Abstrich für eine Corona-Testung

Foto: Tom Weller / dpa

Die Weltgesundheitsorganisation (WHO) hat die neue Coronavariante B.1.1.529 als »besorgniserregend« eingestuft. Das teilte die Uno-Behörde nach Beratungen mit Experten mit. Zuvor hatte auch die EU-Seuchenschutzbehörde ECDC die Variante hochgestuft . B.1.1.529 wird künftig Omikron genannt – nach dem 15. Buchstaben im griechischen Alphabet.

Diese Klassifizierung  ist laut WHO-Definition ein Signal, dass eine Variante ansteckender ist oder zu schwereren Krankheitsverläufen führt . Außerdem besteht bei »besorgniserregenden Varianten« die Gefahr, dass herkömmliche Impfungen, Medikamente oder Coronamaßnahmen weniger wirksam sind.

Omikron weise eine große Anzahl Mutationen auf, von denen einige besorgniserregend seien, hieß es. Vorläufige Hinweise deuteten auf ein erhöhtes Risiko einer Reinfektion bei dieser Variante im Vergleich zu anderen besorgniserregenden Varianten, zu denen auch die derzeit vorherrschende Delta-Variante zählt.
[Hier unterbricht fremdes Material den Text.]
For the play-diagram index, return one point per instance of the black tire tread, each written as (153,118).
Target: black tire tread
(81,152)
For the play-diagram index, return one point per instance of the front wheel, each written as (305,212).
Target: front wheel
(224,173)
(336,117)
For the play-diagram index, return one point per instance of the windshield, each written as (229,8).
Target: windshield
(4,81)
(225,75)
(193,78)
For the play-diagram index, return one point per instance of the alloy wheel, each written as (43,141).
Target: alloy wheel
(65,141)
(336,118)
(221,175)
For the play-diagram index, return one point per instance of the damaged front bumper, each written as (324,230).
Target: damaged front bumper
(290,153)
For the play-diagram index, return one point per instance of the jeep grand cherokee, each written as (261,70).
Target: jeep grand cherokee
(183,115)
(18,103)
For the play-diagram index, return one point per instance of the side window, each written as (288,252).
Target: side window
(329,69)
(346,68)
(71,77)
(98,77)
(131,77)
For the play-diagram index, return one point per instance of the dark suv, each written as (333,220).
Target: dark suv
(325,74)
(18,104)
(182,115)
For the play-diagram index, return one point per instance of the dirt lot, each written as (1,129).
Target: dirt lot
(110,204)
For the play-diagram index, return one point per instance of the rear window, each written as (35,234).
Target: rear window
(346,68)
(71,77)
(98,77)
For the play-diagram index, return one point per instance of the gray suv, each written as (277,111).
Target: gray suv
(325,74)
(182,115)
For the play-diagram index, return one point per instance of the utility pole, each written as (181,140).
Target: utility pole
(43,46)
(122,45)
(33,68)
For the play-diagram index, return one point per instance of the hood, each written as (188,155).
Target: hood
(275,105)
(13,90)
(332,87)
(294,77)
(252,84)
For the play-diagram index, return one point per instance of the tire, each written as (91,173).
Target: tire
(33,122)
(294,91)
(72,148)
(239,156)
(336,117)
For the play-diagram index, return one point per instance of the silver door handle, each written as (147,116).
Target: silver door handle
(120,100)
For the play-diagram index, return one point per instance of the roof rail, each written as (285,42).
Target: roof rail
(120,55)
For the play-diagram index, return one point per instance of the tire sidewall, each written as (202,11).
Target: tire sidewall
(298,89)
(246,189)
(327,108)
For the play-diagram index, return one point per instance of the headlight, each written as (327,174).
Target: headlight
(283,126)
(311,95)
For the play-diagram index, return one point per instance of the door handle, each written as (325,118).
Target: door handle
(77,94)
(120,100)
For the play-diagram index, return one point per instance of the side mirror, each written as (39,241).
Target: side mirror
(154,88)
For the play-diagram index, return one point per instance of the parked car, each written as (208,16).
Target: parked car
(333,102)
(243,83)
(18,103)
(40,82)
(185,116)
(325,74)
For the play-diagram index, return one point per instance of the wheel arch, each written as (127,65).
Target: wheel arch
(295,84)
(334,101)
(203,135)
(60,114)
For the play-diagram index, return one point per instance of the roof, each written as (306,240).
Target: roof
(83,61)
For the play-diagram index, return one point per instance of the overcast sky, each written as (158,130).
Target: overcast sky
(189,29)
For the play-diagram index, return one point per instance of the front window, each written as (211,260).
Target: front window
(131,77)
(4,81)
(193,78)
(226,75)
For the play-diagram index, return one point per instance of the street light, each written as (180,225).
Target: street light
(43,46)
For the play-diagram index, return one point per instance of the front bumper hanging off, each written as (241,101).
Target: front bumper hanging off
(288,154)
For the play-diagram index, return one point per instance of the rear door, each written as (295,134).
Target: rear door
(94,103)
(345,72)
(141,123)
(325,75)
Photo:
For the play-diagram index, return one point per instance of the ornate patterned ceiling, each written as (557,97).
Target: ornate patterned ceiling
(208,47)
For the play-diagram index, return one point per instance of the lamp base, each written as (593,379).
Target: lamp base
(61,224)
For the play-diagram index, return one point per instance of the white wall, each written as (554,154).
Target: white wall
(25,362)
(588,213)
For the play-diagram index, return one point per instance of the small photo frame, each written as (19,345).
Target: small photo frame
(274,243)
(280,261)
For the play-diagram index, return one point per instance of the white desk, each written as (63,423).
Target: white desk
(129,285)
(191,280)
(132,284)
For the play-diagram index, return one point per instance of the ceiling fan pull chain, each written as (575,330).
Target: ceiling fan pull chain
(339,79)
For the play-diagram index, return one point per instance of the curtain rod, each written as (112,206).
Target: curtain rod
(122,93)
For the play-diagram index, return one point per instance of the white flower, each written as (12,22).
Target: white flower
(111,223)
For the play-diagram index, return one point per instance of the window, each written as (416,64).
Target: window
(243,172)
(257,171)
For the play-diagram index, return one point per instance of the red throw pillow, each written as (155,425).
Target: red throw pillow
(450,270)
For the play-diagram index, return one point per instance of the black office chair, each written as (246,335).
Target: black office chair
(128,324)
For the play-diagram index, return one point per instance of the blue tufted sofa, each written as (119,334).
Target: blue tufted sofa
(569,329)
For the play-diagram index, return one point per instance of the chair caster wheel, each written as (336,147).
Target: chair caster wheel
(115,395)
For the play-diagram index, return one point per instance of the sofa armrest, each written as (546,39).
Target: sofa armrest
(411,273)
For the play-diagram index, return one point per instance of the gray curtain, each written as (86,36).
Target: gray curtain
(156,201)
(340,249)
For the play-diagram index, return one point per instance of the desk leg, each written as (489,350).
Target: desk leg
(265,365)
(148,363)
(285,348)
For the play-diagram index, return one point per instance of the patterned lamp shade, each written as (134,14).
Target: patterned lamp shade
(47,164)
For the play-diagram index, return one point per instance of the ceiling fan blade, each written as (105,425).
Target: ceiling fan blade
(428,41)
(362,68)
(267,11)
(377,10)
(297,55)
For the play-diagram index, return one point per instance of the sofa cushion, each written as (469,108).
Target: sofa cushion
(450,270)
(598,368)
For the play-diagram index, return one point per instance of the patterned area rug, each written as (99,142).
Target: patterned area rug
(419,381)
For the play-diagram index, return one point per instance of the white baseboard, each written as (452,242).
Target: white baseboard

Variante mit vielen Mutationen

Laut WHO wurde B.1.1.529 in Südafrika mittels genetischer Analyse entdeckt, die vom 9. November stammt. Insgesamt ist die Variante bislang weniger als hundertmal genetisch nachgewiesen worden. Sie weist viele Mutationen auf, die aus Sicht von Wissenschaftlern möglicherweise zu einer leichteren Übertragung führen können. Nach Angaben der WHO wird es jedoch noch Wochen dauern, bis klar wird, welche genauen Auswirkungen die Mutationen haben.

Bislang hatte die internationale Gesundheitsbehörde vier »besorgniserregende Varianten« (»variants of concern«) identifiziert: Alpha, Beta, Gamma, sowie Delta, die wegen ihrer hohen Übertragbarkeit zur vierten Pandemiewelle beigetragen hat. Zusätzlich sind zwei »Varianten unter Beobachtung« (»variants of interest«) gelistet, die um den vorigen Jahreswechsel in Südamerika aufgetreten waren.

Deutschland verhängt Reiserestriktionen

Die Europäische Kommission, Deutschland und einige andere Staaten kündigten am Freitag an, Einreisen aus dem südlichen Afrika einschränken zu wollen. Deutschland hat neben Südafrika die Nachbarländer Lesotho, Botswana, Malawi, Namibia, Simbabwe und Mosambik als sogenannte Virusvariantengebiete eingestuft. Rückkehrende brauchen einen frischen PCR-Test und müssen sich in Deutschland für 14 Tage in eine Quarantäne begeben, die nicht verkürzt werden darf.

WHO-Sprecher Christian Lindmeier empfahl stattdessen im Namen seiner Organisation wissenschaftlich fundierte Maßnahmen und Risikobewertungen. »Zum jetzigen Zeitpunkt gibt es Vorbehalte gegen Reisebeschränkungen«, sagte er. Aus Sicht der WHO sollten Schäden für den internationalen Verkehr vermieden werden. Stattdessen sollte auf die genaue Beobachtung des Infektionsgeschehens und die Genanalyse von auftretenden Coronafällen gesetzt werden.

Der südafrikanische Gesundheitsminister Joe Phaahla nannte die Reisebeschränkungen »unberechtigt«. Bisher sei es unklar, ob die Variante B.1.1.529 ansteckender sei als andere Varianten, sagte er auf einer Pressekonferenz.